A UP kernel compiled with CONFIG_X86_LOCAL_APIC=y dies a very horrible
death on an SMP Athlon motherboard (Tyan S2462 and S2468), flooding the
console with the following messages:
...
masked ExtINT on CPU#0
ESR value before enabling vector: 00000008
ESR value afteC error on CPU8(08)
<6>APIC <6>APIC error PU0: 08(08)
<6C error on CP08(08)
<6>APICor on CPU0: 08
<6>APIC erro CPU0: 08(08)
PIC error on0: 08(08)
<6>Aerror on CPU0:08)
<6>APIC e on CPU0: 08(06>APIC error oU0: 08(08)
<6C error on CPU8(08)
...
[this is a serial console, and the errors are produced faster than the
console can print them]
The kernel is 2.4.21-pre4, but any recent 2.4/2.5 kernels produce the same
results: 2.4.20, 2.5.62, and Red Hat's 2.4.18-{18.24}. It's not a
machine-specific problem, because it shows up on at least 5 different
machines (all of them dual Athlon, using Tyan MB's). The error message is
always "APIC error on CPU0: 08(08)".
A bit of binary searching between kernel versions shows that the problem
was introduced in 2.4.10-pre12.
The IO-APIC option (CONFIG_X86_UP_IOAPIC) does not matter, only the local
APIC option does. The kernel is compiled for an Athlon (CONFIG_MK7=y and
everything that implies).
Ideas?
Thanks,
Ion
--
It is better to keep your mouth shut and be thought a fool,
than to open it and remove all doubt.
Ion Badulescu wrote:
> A UP kernel compiled with CONFIG_X86_LOCAL_APIC=y dies a very horrible
> death on an SMP Athlon motherboard (Tyan S2462 and S2468), flooding the
> console with the following messages:
IMO just assume this option is just broken, unless you absolutely need it.
Red Hat ships UP kernels with this option disabled, because either the
code, the BIOS, or both are typically broken.
Jeff
On Thu, 20 Feb 2003, Jeff Garzik wrote:
> Ion Badulescu wrote:
> > A UP kernel compiled with CONFIG_X86_LOCAL_APIC=y dies a very horrible
> > death on an SMP Athlon motherboard (Tyan S2462 and S2468), flooding the
> > console with the following messages:
>
> IMO just assume this option is just broken, unless you absolutely need it.
My only boxes on which this is a problem are the SMP athlons, and only
with UP kernels...
> Red Hat ships UP kernels with this option disabled, because either the
> code, the BIOS, or both are typically broken.
Only recently, though, and probably because they started receiving
complaints that the BOOT kernel (most importantly) and the UP kernel were
not booting up correctly on SMP athlons.
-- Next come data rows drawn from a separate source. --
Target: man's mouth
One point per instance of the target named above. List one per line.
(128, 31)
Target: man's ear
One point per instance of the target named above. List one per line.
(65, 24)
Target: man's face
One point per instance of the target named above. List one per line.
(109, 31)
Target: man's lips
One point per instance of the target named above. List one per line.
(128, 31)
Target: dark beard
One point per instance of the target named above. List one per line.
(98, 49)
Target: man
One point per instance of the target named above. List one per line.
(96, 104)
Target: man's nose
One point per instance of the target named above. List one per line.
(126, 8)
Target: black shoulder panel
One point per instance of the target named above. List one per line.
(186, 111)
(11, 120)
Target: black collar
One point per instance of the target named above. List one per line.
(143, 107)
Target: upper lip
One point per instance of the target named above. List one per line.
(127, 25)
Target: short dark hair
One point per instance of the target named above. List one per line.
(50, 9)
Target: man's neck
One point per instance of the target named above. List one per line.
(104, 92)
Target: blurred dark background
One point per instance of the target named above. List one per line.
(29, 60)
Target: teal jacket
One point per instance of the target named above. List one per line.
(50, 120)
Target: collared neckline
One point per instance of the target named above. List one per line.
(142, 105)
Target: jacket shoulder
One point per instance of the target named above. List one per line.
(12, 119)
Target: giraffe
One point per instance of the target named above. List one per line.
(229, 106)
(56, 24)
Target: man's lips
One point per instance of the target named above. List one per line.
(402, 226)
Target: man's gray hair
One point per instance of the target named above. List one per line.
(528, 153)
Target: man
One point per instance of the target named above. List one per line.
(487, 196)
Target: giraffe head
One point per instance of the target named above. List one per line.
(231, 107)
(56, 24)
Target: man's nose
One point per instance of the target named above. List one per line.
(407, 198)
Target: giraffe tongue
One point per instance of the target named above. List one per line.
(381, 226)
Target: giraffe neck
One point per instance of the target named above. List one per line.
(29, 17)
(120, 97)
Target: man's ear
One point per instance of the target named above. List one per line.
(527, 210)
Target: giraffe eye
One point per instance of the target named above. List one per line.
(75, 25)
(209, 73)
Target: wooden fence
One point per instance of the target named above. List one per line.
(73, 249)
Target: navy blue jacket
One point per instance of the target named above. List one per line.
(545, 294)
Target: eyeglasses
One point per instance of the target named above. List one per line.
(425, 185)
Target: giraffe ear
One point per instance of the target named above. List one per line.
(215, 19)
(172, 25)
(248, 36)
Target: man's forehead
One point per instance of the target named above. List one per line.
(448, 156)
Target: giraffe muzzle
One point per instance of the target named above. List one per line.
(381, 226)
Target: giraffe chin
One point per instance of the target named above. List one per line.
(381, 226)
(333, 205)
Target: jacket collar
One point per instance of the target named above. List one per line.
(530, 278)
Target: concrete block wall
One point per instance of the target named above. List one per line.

At least that's the impression I
got browsing bugzilla.redhat.com.
Moreover, it makes a measurable difference in interrupt latency (and
consequently in the number of UDP packets dropped under stress), so on my
production machines I run RH kernels with this option re-enabled (among
other changes).
Anyway, I'd like to get to the bottom of this, since I've narrowed it down
so much. Anyone know who submitted the APIC changes in 2.4.10-pre12? I'd
debug it myself, but I know next to nothing about the APIC. If you know
where to get some documentation, I'm more than willing to give it a shot.
Thanks,
Ion
--
It is better to keep your mouth shut and be thought a fool,
than to open it and remove all doubt.
Ion Badulescu writes:
> On Thu, 20 Feb 2003, Jeff Garzik wrote:
>
> > Ion Badulescu wrote:
> > > A UP kernel compiled with CONFIG_X86_LOCAL_APIC=y dies a very horrible
> > > death on an SMP Athlon motherboard (Tyan S2462 and S2468), flooding the
> > > console with the following messages:
> >
> > IMO just assume this option is just broken, unless you absolutely need it.
>
> My only boxes on which this is a problem are the SMP athlons, and only
> with UP kernels...
Chipset?
Is the second CPU installed or not?
If the second CPU is installed, has it been disabled in BIOS?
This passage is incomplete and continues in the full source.